Embrace Whiteness
There was nothing except me . . . and whiteness.
Just the same bleached white space whereever I looked. I was searching for something other than the white light, when I realized that even searching was impossible. There was no space, no direction to look towards. There was neither up, nor down — I was just suspended, in a world, a universe, of me and and a pitiless white light.

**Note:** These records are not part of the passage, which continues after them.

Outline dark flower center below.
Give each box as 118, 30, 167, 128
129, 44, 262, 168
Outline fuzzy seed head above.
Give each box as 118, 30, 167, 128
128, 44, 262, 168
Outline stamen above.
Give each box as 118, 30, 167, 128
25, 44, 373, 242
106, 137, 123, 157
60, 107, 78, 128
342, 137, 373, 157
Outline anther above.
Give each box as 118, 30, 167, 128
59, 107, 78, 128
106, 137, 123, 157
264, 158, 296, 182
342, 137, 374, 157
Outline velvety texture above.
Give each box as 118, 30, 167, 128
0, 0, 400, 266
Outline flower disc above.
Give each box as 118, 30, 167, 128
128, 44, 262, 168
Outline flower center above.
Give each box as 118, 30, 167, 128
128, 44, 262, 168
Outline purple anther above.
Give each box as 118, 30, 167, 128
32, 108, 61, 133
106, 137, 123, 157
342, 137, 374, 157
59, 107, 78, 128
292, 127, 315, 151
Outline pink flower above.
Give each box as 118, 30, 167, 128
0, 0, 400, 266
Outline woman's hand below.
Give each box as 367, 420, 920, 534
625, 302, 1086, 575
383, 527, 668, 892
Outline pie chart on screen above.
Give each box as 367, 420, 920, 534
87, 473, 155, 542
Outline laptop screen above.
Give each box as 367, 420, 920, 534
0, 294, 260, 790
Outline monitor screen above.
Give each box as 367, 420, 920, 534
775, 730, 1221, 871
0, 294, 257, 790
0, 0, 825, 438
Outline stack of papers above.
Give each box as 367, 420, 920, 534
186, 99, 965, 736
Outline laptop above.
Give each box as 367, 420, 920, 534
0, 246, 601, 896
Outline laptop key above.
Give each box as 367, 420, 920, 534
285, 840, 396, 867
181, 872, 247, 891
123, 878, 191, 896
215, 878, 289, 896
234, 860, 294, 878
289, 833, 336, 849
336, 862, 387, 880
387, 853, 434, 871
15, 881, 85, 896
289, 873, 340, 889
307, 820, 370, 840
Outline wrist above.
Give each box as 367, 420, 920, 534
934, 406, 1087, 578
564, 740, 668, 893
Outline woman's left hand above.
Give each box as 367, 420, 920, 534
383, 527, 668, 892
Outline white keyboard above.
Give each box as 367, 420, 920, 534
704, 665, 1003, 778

I felt a panic, because I hungered for something, anything that was different. Some change in the light that my eyes (did I even have eyes?) could resolve into a horizon, a setting of the light, a change, any change. The plain, uniform whiteness mocked my restless energy. I wanted desperately to escape this white desert, to be somewhere, anywhere specific, a place with things in it. Here there was no time, because there was no change. I didn’t belong in this emptiness. I would be forever anguished as I drifted aimlessly in it. I yearned for some unremembered place where I knew I belonged.
With the wish came the change I sought. I discerned some lines, and as I looked harder I saw the lines become the rectangular outline of a door. The presence of a door now meant I was in a room.
A man knocked three times on the door, and I knew it was time for me to leave.
Now that I knew I had to leave that room, that surrounding globe of white, my restlessness turned into terror. The still, utter whiteness that was just a torment before time started now seemed the sweetest place of repose. The whiteness wasn’t cold now, no - it was a glowing, comforting embrace. Too soon the knock came, before I even knew I belonged where I had always been.
—
This simplest of dreams was the most disturbing dream I’ve ever had, and I often ponder it now, many years after I experienced it. It was a premonition of death, a knock on a door insisting that I had to leave this world. To this day, when I ponder it I still feel the same sharp fear I felt when I woke up, startled. Knowing my time will be up quickens my love for a world, and a life, that has almost always seems so unsatisfying.
Only when I’m called away will I appreciate what a grace this life was.